Duplication of the abducens nerve at the petroclival region: an anatomic study.


OBJECTIVE During its course between the brainstem and the lateral rectus muscle, the abducens nerve usually travels forward as a single trunk, but it is not uncommon for the nerve to split into two branches. The objective of this study was to establish the incidence and the clinical importance of the duplication of the nerve. METHODS The study was performed on 100 sides of 50 autopsy materials. In 10 of 11 cases of duplicated abducens nerve, colored latex was injected into the common carotid arteries and the internal jugular veins. The remaining case was used for histological examination. RESULTS Four of 50 cases had duplicated abducens nerve bilaterally. In seven cases, the duplicated abducens nerve was unilateral. In 9 of these 15 specimens, the abducens nerve emerged from the brainstem as a single trunk, entered the subarachnoid space, split into two branches, merged again in the cavernous sinus, and innervated the lateral rectus muscle as a single trunk. In six specimens, conversely, the abducens nerve exited the pontomedullary sulcus as two separate radices but joined in the cavernous sinus to innervate the lateral rectus muscle.

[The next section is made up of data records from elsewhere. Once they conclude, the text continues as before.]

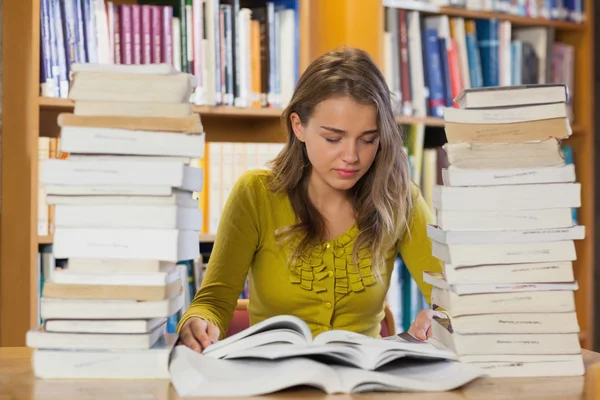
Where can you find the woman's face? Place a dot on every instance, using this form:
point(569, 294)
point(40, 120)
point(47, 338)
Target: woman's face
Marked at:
point(341, 141)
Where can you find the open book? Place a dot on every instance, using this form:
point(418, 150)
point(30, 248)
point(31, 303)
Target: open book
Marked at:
point(280, 353)
point(286, 336)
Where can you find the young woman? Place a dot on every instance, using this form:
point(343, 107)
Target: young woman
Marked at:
point(317, 235)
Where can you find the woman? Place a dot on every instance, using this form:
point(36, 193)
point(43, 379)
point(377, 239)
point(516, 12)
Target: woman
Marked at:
point(318, 234)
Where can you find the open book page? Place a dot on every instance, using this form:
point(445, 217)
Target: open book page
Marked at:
point(194, 375)
point(408, 375)
point(341, 347)
point(280, 329)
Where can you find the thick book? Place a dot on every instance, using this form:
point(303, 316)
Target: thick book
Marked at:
point(280, 353)
point(127, 142)
point(287, 336)
point(105, 364)
point(454, 176)
point(511, 96)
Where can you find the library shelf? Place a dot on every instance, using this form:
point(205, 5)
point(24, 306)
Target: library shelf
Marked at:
point(203, 238)
point(58, 105)
point(49, 104)
point(514, 19)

In 13 specimens, both branches of the nerve passed beneath the petrosphenoidal ligament. In two specimens, one of the branches passed under the ligament and the other passed over it. In one of these last two specimens, one branch passed over the petrosphenoidal ligament and the other through a bony canal formed by the petrous apex and the superolateral border of the clivus. In all of the specimens, both branches were wrapped by two layers: an inner layer made up of the arachnoid membrane and an outer layer composed of the dura during its course between their dural openings and the lateral wall of the cavernous segment of the internal carotid artery. This finding was also confirmed by histological examination in one specimen. CONCLUSION Double abducens nerve is not a rare variation. Keeping such variations in mind could spare us from injuring the VIth cranial nerve during cranial base operations and transvenous endovascular interventions.